2. One or more trustees
3. One or more beneficiaries
4. The agreement giving the trustee certain powers, and
5. Property which is the subject of the trust.
Trusts may be created in different ways: “living trusts” or “inter vivos trusts” are created by living persons conveying property to a trustee. “Testamentary trusts” are created by wills wherein a decedent’s will appoints a trustee to administer the assets of the estate following his death.
At common law, a trust is not a legal entity capable of holding title or dealing with it in any way. For example, deeds conveyed to the “John Doe Trust” are generally not valid conveyances according to the common law rule. The deed should have been conveyed into the trustee in that capacity: e.g., James Doe, Trustee of the [John Doe Trust].
When insuring title to property being acquired, conveyed, or encumbered by a trust, the trust document must be reviewed to ascertain that it is a valid and active trust and that the action taken by the trustee is within the scope of authorized powers conveyed upon him by the trust.
Property conveyed to an individual, corporation, or partnership with the wording “trustee” or “as trustee” , and with no other reference made to a specific trust, beneficiary, or the granting of powers may, depending upon applicable state law, be viewed as having been conveyed to such individual, corporation, or partnership individually and not as trustee. The act of placing the wording “trustee” or “as trustee” should not be construed as automatically creating a trust, especially in those cases where any other reference to such trust is clearly absent.

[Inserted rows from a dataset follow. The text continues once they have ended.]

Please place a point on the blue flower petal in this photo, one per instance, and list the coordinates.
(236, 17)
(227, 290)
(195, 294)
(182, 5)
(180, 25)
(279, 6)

In modern jurisprudence many states have now enacted statutes which allow trusts to hold title in the trust name. In those states a conveyance to “The John Doe Trust” is considered valid. In most states this authority is concurrent with the common law method so either concept is considered valid. Some states require that certification by affidavit of the trust name, the name and address of the trustee and other relevant information must be recorded for a conveyance to the trust name to be valid.